A National Geographic article from the 1970s described the Maigue system as one of the finest trout fisheries in the world.
Sadly those times are gone, with drainage works and the more intensive agriculture practised in the Golden Vale among the primary reasons why overseas anglers are as rare as salmon these days.
Last week’s dreadful fish kill on the Loobagh, following a slurry spill, was a sorry sight for the local fishermen to encounter. Over 1,000 fish, most of them trout but also young salmon, went belly-up.
An investigation into that incident is ongoing and we cannot comment authoritatively on the cause at this stage.
Eamonn O’Riordan, chairman of Kilmallock and Kilfinane Anglers’ Association, said the pollution took him back to the bad old days.
Data from the Environmental Protection Agency shows that, nationally, the number of fish kills caused by agriculture between 2007 and 2009 were 10% of what they were between 1986 and 1988. Major pollution incidents on our rivers today are more likely to have been caused by the local authority than the local farmer.
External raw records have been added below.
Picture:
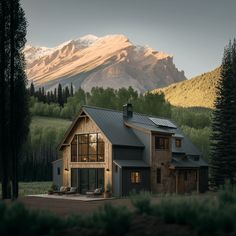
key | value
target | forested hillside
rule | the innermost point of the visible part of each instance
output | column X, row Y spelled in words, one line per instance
column 50, row 121
column 199, row 91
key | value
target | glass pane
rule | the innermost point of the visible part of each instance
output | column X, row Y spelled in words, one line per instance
column 74, row 140
column 101, row 158
column 74, row 177
column 100, row 178
column 101, row 148
column 83, row 138
column 83, row 149
column 93, row 158
column 92, row 138
column 92, row 148
column 92, row 179
column 100, row 138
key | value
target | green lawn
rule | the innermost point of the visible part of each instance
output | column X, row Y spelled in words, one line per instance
column 31, row 188
column 48, row 122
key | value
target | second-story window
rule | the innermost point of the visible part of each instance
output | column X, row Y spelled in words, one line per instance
column 87, row 148
column 178, row 142
column 161, row 143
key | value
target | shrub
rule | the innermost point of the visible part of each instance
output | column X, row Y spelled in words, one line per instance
column 114, row 220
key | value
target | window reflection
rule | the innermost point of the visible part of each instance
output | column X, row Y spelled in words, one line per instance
column 87, row 148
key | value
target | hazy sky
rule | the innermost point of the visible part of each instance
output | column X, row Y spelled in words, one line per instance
column 193, row 31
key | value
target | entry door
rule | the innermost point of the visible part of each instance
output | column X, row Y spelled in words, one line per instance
column 87, row 179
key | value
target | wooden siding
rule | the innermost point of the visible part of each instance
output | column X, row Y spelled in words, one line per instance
column 161, row 159
column 86, row 125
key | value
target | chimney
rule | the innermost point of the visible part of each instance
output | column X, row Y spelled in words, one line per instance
column 128, row 111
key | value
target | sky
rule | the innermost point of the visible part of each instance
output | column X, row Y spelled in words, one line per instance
column 194, row 32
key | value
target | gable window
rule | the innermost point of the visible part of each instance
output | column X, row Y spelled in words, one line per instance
column 185, row 175
column 161, row 143
column 158, row 175
column 135, row 177
column 87, row 148
column 178, row 142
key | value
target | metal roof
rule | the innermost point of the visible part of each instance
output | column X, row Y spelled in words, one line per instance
column 131, row 163
column 112, row 125
column 187, row 162
column 119, row 130
column 162, row 122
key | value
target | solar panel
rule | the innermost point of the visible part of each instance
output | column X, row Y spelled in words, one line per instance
column 163, row 122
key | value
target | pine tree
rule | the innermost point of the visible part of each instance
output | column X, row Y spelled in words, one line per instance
column 223, row 155
column 71, row 90
column 60, row 96
column 32, row 89
column 15, row 106
column 4, row 162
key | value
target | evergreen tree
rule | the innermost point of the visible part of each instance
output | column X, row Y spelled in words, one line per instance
column 32, row 89
column 71, row 90
column 60, row 96
column 223, row 152
column 15, row 107
column 4, row 162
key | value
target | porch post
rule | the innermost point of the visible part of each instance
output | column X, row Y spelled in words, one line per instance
column 197, row 180
column 176, row 181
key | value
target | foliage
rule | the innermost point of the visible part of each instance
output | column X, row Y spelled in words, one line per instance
column 199, row 91
column 208, row 216
column 14, row 109
column 17, row 220
column 200, row 138
column 223, row 145
column 40, row 148
column 114, row 220
column 141, row 202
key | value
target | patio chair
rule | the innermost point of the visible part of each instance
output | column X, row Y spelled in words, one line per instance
column 61, row 191
column 96, row 192
column 73, row 190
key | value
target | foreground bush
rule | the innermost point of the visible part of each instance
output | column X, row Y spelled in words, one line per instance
column 17, row 220
column 208, row 216
column 113, row 220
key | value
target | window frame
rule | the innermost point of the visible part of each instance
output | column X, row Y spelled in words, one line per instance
column 162, row 146
column 178, row 142
column 158, row 175
column 135, row 177
column 84, row 154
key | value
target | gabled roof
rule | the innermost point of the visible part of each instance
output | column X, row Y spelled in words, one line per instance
column 119, row 131
column 187, row 162
column 131, row 163
column 112, row 125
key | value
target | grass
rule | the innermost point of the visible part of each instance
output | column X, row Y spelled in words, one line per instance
column 32, row 188
column 48, row 122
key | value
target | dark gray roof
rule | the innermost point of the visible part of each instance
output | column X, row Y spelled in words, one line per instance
column 131, row 163
column 112, row 125
column 187, row 162
column 187, row 146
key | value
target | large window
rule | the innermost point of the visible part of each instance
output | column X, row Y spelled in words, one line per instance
column 87, row 148
column 158, row 175
column 161, row 143
column 135, row 177
column 178, row 143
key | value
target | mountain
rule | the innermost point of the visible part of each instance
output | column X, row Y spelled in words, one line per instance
column 109, row 61
column 196, row 92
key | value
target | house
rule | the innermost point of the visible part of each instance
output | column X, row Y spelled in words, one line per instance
column 127, row 151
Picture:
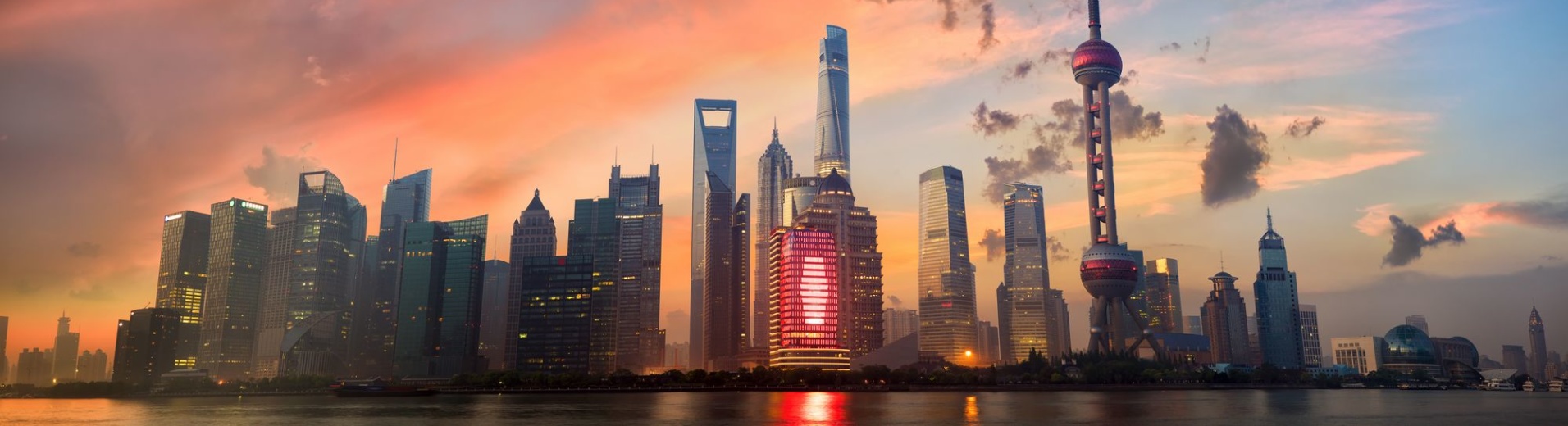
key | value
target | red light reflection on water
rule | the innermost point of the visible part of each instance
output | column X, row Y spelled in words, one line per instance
column 813, row 408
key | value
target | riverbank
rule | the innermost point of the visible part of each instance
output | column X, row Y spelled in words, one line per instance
column 855, row 389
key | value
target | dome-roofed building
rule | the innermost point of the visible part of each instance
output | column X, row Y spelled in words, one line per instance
column 1410, row 350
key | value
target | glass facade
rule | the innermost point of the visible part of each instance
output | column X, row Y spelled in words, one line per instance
column 405, row 201
column 803, row 301
column 946, row 276
column 1162, row 295
column 319, row 283
column 1028, row 320
column 493, row 319
column 639, row 213
column 859, row 262
column 1279, row 307
column 275, row 293
column 182, row 276
column 1410, row 345
column 554, row 328
column 532, row 235
column 713, row 152
column 773, row 168
column 235, row 257
column 593, row 232
column 833, row 104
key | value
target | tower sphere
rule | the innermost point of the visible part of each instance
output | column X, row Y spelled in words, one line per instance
column 1096, row 61
column 1109, row 271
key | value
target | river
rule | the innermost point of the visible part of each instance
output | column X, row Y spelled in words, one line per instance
column 823, row 408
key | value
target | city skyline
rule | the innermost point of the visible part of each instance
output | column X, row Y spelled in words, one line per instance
column 118, row 251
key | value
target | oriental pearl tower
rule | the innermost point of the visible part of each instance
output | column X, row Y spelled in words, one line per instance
column 1109, row 271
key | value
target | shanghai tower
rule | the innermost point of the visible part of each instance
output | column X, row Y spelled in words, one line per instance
column 833, row 104
column 1109, row 270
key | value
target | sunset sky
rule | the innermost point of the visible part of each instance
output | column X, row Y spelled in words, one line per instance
column 1338, row 115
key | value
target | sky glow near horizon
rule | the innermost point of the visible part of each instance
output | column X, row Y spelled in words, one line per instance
column 115, row 115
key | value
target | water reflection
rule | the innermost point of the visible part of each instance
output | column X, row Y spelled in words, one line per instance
column 971, row 410
column 813, row 408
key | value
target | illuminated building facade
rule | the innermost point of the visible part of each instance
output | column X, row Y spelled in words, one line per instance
column 946, row 278
column 235, row 259
column 182, row 276
column 859, row 262
column 803, row 301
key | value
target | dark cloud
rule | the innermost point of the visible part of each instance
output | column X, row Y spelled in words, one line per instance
column 1545, row 212
column 280, row 174
column 85, row 249
column 1050, row 140
column 1059, row 252
column 1303, row 127
column 988, row 25
column 1059, row 55
column 949, row 15
column 1236, row 154
column 993, row 243
column 1021, row 70
column 1408, row 242
column 995, row 123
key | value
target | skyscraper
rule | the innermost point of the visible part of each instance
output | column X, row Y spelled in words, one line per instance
column 146, row 345
column 1514, row 357
column 799, row 192
column 66, row 345
column 713, row 154
column 946, row 278
column 1026, row 315
column 93, row 367
column 1225, row 321
column 441, row 298
column 805, row 302
column 1311, row 342
column 532, row 235
column 1192, row 324
column 1279, row 306
column 725, row 300
column 773, row 168
column 899, row 323
column 5, row 362
column 833, row 104
column 1537, row 347
column 593, row 230
column 493, row 319
column 1109, row 271
column 1418, row 321
column 319, row 283
column 640, row 215
column 405, row 201
column 275, row 295
column 182, row 276
column 35, row 367
column 1062, row 328
column 859, row 261
column 554, row 329
column 1164, row 295
column 235, row 257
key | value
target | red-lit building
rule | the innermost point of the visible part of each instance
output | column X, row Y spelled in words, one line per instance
column 803, row 301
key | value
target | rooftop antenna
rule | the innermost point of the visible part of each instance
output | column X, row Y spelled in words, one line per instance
column 394, row 159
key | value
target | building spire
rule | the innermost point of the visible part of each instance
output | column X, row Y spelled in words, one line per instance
column 1093, row 19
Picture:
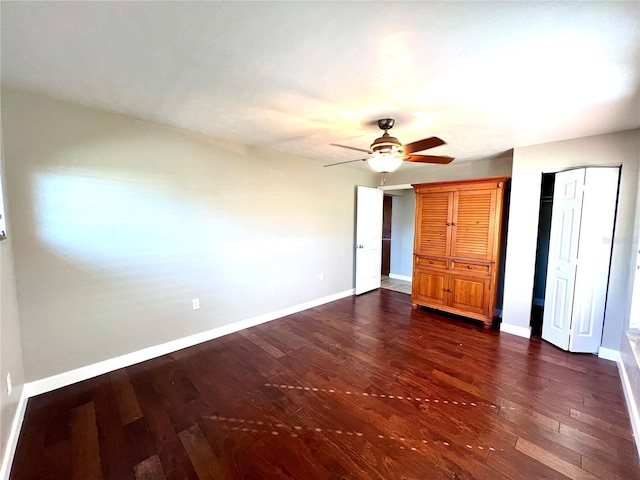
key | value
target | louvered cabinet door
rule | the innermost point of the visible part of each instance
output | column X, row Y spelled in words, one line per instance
column 433, row 219
column 473, row 230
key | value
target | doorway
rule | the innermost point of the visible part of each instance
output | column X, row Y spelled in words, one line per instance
column 542, row 252
column 397, row 235
column 574, row 245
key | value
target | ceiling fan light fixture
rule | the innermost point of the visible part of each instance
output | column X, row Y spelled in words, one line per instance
column 385, row 163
For all that, nobody can afford to be complacent given the damage caused around Kilmallock last week.
Farmers are often given to biting the hand that feeds them when complaining about the environmental regulations from Brussels. But the water framework and nitrates directives are there with good reason.
But the vast majority of farmers in Limerick do take their duty of care to the environment seriously.
The government, too, has a responsibility to listen to those who live off the land and by the season when they complain of strict “by the calendar” regulations of when slurry can be spread. A common-sense approach is needed for the benefit of all who live in and enjoy the countryside.